CMC Department provides services related to the preparation and evaluation of the registration documentation for medicinal products as well as pharmaceutical raw materials and medical devicesThe main tasks of CMC department include
- Preparation of registration dossier related to quality of medicinal products (Module 3, Module 2.3) and technical documentation for medical devices;
- Assessment of registration dossiers related to quality in terms of compliance with relevant guidelines;
- Evaluation of potential risks of the medicinal product to the environment (Module 1.6.1, 1.6.2);
- Preparation of responses to the Regulatory Agency’s comments in the course of registration procedures (central procedure, DCP, MRP, national procedures);
- Participation in medicinal products development – formulation, developmental studies, stability studies, development and validation of analytical methods, process validation;
- Audits on the manufacturing sites of active substance and medicinal products for assessment of compliance with GMP requirements;
- Audits on medical device manufacturing sites for compliance with the relevant requirements;
- Support in transfers of analytical methods and manufacturing technologies;
- Preparation of scientific and expert opinions on registration requirements from quality point of view.
Quality Assurance Unit (QA)
The unit is the part of CMC department and is responsible for all activities related to the preparation, implementation and improvement of the Quality Management System in SciencePharma according to GMP requirements.
The main tasks of QA Unit department include:
- Developing GMP instructions, procedures, templates and dealing with the maintenance and verification of the Quality System documents;
- Medicinal product Batch certification;
- QA team conducts audits of subcontractors involved in the supply chain of Medicinal Products and internal audits of quality management systems based on GMP requirements.

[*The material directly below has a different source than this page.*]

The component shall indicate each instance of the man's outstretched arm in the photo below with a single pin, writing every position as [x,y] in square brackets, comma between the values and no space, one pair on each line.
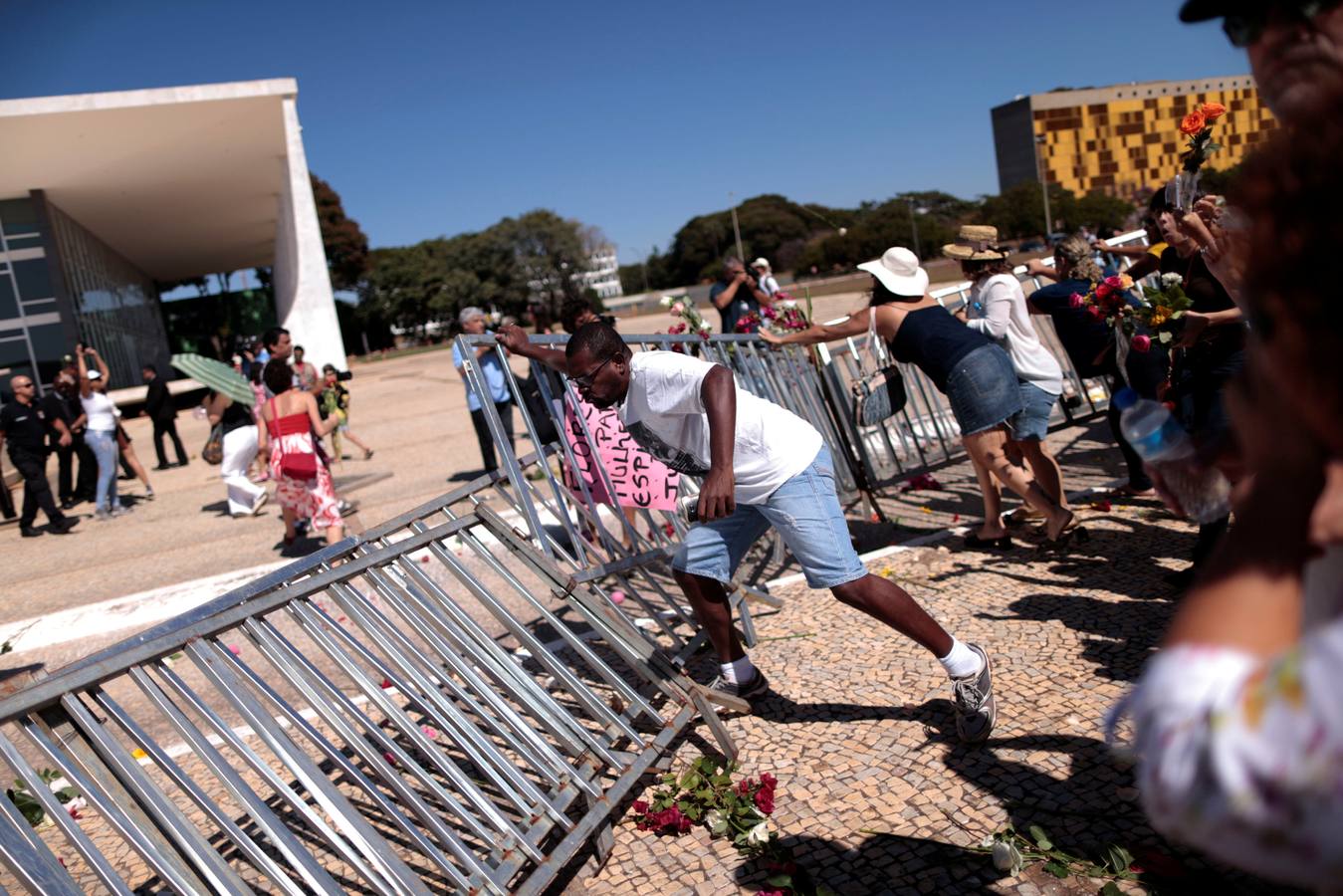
[719,394]
[513,337]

Logistic & Batch Certification
The Logistics and Batch Certification Unit (DLC) is part of the CMC department and deals with all activities related to the import of the Medicinal Product / Investigational Medicinal Product and distribution of the product within and outside the EU / CRO. It is responsible for the entire process of certification of the Medicinal Product series for all EU markets and markets outside the EU/Investigated medicinal product for clinical trials.
These activities include, among others:
- Optimization of the supply chain from product safety standpoint;
- Transport in partnership with trusted forwarding and transport companies;
- Customs clearance in cooperation with Customs Agencies;
- Supervision over warehouse management;
- Assessment of transport and storage conditions;
- Supervision over product quality control tests;
- Assessment of series production/processing stages;
- Overseeing the verification of the authenticity of medicinal products in the EMVS system;
- Supervision over existing deviations;
- CAPA implementation management;
- Supervision over batch documentation before certification in accordance with approved procedures.
Regulatory Affairs Department (RA) is responsible for conducting registration procedures and post-registration variations for medicinal products in the national and European procedures.
The main tasks of RA department include:
- Compilation of full registration dossier into the eCTD format, its submission to the relevant Registration Agencies and monitoring of the registration process;
- Preparation and compilation of the administrative parts of Module 1 (including the application form with its annexes);
- Recommendation upon the optimal registration route for clients’ products including assessment of borderline products;
- Monitoring of registration processes and variation procedures;
- Life cycle management of registration dossier;
- Maintain contact with regulatory agencies;
- Organizing and performing Patient Leaflet readability testing and preparation of the reports from the tests (included in the dossier as Module 1.3.4).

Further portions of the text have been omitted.